Utils

sb3_contrib.common.utils.conjugate_gradient_solver(matrix_vector_dot_fn, b, max_iter=10, residual_tol=1e-10)[source]

Finds an approximate solution to a set of linear equations Ax = b

Sources:

Reference:

Parameters:

matrix_vector_dot_fn (Callable[[Tensor], Tensor]) – a function that right multiplies a matrix A by a vector v
b – the right hand term in the set of linear equations Ax = b
max_iter – the maximum number of iterations (default is 10)
residual_tol – residual tolerance for early stopping of the solving (default is 1e-10)

Return x:

the approximate solution to the system of equations defined by matrix_vector_dot_fn and b

Return type:

Tensor

sb3_contrib.common.utils.flat_grad(output, parameters, create_graph=False, retain_graph=False)[source]

Returns the gradients of the passed sequence of parameters into a flat gradient. Order of parameters is preserved.

Parameters:

output – functional output to compute the gradient for
parameters (Sequence[Parameter]) – sequence of Parameter
retain_graph (bool) – If False, the graph used to compute the grad will be freed. Defaults to the value of create_graph.
create_graph (bool) – If True, graph of the derivative will be constructed, allowing to compute higher order derivative products. Default: False.

Returns:

Tensor containing the flattened gradients

Return type:

Tensor

sb3_contrib.common.utils.quantile_huber_loss(current_quantiles, target_quantiles, cum_prob=None, sum_over_quantiles=True)[source]

The quantile-regression loss, as described in the QR-DQN and TQC papers.

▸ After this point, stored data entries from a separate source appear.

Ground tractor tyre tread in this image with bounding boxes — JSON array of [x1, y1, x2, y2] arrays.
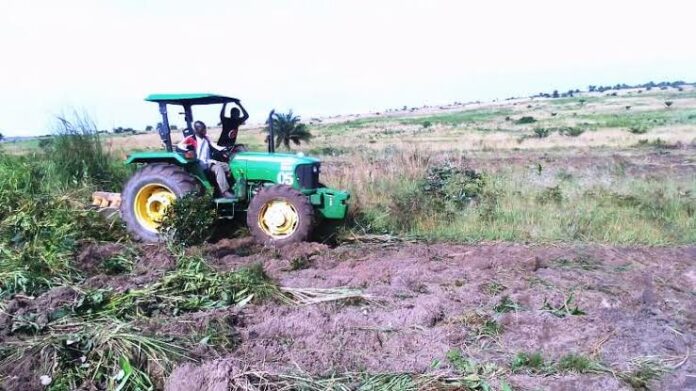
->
[[246, 184, 314, 246], [120, 164, 201, 242]]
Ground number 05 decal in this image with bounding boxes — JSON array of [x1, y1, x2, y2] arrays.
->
[[277, 172, 294, 185]]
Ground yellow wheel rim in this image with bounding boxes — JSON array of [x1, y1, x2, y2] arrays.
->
[[258, 199, 299, 239], [134, 184, 176, 233]]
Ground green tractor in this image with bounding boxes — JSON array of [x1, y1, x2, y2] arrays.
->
[[97, 93, 349, 245]]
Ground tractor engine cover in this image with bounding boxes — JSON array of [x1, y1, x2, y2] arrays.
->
[[230, 151, 320, 190]]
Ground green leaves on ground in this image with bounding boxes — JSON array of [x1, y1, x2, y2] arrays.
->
[[541, 292, 586, 317], [2, 320, 187, 391]]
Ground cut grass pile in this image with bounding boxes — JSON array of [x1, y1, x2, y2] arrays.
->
[[509, 351, 683, 390]]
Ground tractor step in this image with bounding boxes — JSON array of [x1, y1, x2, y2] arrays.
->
[[214, 197, 237, 204]]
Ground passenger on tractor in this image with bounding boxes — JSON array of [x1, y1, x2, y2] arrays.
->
[[177, 121, 234, 199], [218, 101, 249, 147]]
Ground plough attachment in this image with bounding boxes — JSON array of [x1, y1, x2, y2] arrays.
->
[[91, 192, 122, 209]]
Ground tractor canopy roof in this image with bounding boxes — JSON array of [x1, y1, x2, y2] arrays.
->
[[145, 93, 238, 105]]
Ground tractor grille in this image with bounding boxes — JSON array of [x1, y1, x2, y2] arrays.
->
[[295, 163, 320, 189]]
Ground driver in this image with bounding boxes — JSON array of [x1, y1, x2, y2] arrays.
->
[[177, 121, 234, 199], [218, 100, 249, 147]]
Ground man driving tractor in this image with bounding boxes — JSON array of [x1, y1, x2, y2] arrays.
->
[[177, 120, 234, 198]]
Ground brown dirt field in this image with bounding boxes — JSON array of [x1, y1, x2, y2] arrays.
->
[[164, 241, 696, 391], [2, 241, 694, 390]]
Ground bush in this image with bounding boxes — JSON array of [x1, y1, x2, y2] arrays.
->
[[628, 124, 648, 134], [422, 121, 432, 129], [422, 162, 487, 211], [559, 127, 584, 137], [160, 193, 217, 246], [533, 128, 551, 138], [49, 112, 129, 190], [38, 138, 53, 149], [388, 163, 488, 230], [307, 146, 347, 156], [536, 185, 564, 204], [515, 116, 536, 124], [0, 154, 126, 298]]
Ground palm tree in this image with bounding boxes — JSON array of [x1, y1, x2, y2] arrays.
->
[[266, 111, 312, 149]]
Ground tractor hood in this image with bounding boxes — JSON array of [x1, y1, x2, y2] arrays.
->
[[230, 152, 320, 189], [232, 151, 319, 166]]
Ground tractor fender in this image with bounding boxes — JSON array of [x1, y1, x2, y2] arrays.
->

Partially taken from https://github.com/bayesgroup/tqc_pytorch.

Parameters:

current_quantiles (Tensor) – current estimate of quantiles, must be either (batch_size, n_quantiles) or (batch_size, n_critics, n_quantiles)
target_quantiles (Tensor) – target of quantiles, must be either (batch_size, n_target_quantiles), (batch_size, 1, n_target_quantiles), or (batch_size, n_critics, n_target_quantiles)
cum_prob (Tensor | None) – cumulative probabilities to calculate quantiles (also called midpoints in QR-DQN paper), must be either (batch_size, n_quantiles), (batch_size, 1, n_quantiles), or (batch_size, n_critics, n_quantiles). (if None, calculating unit quantiles)
sum_over_quantiles (bool) – if summing over the quantile dimension or not

Returns:

the loss

Return type:

Tensor